Friday, June 02, 2017
Leads fellow riders by a mile . . .

    The biggest surprise emanating from Gulfstream Park yesterday was not that nobody hit the Rainbow Pick 6 jackpot again, but that Tyler Gaffalione's mount in the second race - Rey Astray - paid $15.40.

    Getting a price on the talented young son of former rider Steve Gaffalione and grandson of former rider Bob Gaffglione has become quite difficult, especially since the northern jockeys have headed north for their summer engagements. Tyler rode four more winners yesterday and now has 72 for the current meeting, 20 ahead of his nearest competitor, Edgard Zayas. It's another 18 back to third-place Emisail Jaramillo, who has 34. 

    To show the respect the bettors have for Tyler, seven of the nine horses he rode went off favored, so he doesn't win them all. Aside from his four victories, he had three seconds, a third and a fourth. His owners do get everything out of a horse when Tyler is aboard. He has ridden in 240 races, so he's winning at a gaudy 30 percent. He also has 39 seconds and 43 thirds, an in-the-money percentage of 64. He leads the jockey colony at Gulfstream in every category, by a mile. 

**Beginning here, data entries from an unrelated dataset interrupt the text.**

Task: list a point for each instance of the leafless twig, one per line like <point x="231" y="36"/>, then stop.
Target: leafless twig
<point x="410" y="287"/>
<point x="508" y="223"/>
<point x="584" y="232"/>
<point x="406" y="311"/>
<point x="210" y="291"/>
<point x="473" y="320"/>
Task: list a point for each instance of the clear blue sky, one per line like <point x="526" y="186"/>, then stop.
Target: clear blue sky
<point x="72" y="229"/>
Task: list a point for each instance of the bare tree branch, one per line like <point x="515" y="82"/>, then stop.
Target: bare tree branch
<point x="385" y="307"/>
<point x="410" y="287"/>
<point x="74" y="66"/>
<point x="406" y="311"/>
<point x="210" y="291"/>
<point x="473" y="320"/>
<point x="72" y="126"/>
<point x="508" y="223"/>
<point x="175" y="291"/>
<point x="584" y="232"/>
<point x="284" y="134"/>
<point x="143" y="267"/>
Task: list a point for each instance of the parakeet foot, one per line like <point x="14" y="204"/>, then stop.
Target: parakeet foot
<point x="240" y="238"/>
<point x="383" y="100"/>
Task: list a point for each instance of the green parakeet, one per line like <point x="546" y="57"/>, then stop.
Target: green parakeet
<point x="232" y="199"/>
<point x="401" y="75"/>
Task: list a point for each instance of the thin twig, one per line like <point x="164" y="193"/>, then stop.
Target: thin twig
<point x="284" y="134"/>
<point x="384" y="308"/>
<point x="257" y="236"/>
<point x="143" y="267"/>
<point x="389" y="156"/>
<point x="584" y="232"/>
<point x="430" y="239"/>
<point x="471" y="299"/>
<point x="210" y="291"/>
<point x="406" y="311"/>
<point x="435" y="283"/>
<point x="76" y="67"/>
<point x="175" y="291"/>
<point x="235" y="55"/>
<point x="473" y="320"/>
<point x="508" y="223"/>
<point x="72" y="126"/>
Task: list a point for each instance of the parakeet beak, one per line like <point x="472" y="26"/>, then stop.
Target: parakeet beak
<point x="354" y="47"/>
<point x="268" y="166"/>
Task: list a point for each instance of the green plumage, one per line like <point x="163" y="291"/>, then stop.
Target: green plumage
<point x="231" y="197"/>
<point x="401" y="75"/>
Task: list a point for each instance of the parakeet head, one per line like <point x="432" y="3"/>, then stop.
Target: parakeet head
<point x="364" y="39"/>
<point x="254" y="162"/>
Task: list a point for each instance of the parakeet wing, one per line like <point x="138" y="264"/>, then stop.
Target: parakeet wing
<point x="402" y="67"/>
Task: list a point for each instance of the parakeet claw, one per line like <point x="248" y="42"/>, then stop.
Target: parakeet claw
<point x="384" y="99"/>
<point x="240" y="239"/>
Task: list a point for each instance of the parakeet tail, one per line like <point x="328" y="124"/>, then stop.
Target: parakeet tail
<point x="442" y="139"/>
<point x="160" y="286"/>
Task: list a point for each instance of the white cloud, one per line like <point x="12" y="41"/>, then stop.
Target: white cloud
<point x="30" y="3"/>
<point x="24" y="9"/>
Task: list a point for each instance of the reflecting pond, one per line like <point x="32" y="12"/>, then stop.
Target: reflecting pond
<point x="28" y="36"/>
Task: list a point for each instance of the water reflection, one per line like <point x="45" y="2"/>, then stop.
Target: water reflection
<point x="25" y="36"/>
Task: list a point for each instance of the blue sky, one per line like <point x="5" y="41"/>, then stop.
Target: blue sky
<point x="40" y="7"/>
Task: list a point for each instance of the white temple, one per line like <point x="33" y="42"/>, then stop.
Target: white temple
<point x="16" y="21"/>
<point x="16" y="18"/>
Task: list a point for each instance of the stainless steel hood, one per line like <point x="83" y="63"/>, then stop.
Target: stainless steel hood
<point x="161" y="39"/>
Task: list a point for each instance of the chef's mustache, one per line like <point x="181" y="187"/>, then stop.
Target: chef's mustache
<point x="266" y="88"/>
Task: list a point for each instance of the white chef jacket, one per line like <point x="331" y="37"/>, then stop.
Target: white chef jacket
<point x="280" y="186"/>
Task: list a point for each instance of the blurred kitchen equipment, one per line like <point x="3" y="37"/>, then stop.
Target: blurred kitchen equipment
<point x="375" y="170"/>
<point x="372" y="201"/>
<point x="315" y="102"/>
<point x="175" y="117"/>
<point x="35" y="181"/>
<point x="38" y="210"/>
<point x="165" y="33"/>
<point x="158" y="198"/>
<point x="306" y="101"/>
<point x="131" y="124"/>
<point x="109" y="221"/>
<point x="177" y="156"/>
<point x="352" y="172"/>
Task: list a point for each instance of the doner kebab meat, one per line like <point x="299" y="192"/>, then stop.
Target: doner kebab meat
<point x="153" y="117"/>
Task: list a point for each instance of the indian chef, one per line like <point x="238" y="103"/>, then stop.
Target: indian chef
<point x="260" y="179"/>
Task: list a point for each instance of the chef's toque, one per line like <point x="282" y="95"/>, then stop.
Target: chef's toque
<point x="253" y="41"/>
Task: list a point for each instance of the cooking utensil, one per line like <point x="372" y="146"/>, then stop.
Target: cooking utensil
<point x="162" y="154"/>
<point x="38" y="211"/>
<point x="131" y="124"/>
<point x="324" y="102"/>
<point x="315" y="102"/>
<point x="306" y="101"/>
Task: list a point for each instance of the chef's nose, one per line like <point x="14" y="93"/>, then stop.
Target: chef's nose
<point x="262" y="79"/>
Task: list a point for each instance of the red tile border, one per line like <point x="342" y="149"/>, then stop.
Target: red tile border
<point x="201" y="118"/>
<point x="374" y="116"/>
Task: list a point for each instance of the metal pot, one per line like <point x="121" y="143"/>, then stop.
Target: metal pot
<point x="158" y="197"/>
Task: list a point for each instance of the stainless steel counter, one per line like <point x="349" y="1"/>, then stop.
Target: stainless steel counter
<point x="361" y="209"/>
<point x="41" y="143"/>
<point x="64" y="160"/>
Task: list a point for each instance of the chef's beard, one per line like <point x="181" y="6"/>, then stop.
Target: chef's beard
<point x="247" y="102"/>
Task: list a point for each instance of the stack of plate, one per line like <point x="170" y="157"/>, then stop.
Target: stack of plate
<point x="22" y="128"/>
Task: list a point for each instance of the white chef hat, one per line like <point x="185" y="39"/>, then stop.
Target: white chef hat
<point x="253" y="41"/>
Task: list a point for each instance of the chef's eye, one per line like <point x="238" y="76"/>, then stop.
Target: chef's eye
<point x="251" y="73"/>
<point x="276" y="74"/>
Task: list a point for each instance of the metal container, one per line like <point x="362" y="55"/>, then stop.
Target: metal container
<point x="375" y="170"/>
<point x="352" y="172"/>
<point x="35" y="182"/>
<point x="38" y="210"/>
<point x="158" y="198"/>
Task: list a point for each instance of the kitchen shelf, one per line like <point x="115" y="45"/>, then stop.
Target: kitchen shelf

    By the way, the Rainbow jackpot is up to $556,055, so another millionaire could be crowned shortly.  

    GRATIFYING SCORE - I always find it intriguing to follow the early careers of horses that bring big prices at the sales, although there are so many these days it's difficult to do so. One showed up at Finger Lakes earlier this week, a 3-year-old filly named Gratifying bred in Kentucky by Atlanta real estate entrepreneur Peter Blum, who has been doing it for about five decades. 

    Gratifying, a daughter of Bodemeister, was an RNA at the Keeneland September yearling sale in 2015. She showed up again at the OBS March 2-year-old sale in 2016 in the consignment of Ocala horseman Paul Sharp and she went for $200,000 to Gold Square LLC. Sent to the track, the filly finished fourth and sixth in two tries at Parx, fifth in a race at Aqueduct and ninth at Belmont Park. She earned all of $5,360 in the four attempts.

    Next stop - Finger Lakes. Running in a maiden special upstate, Gratifying took to the sloppy track under Joshua Navarro, galloped behind the pack down the backstretch, went four wide on the turn and jogged home by 6 1/2 lengths. She paid $2.50 and collected a check for $11,400. She's now earned $16,760 for Gold Star, a long way from her purchase price, but it will be interesting to see if this was the wake-up call she needed.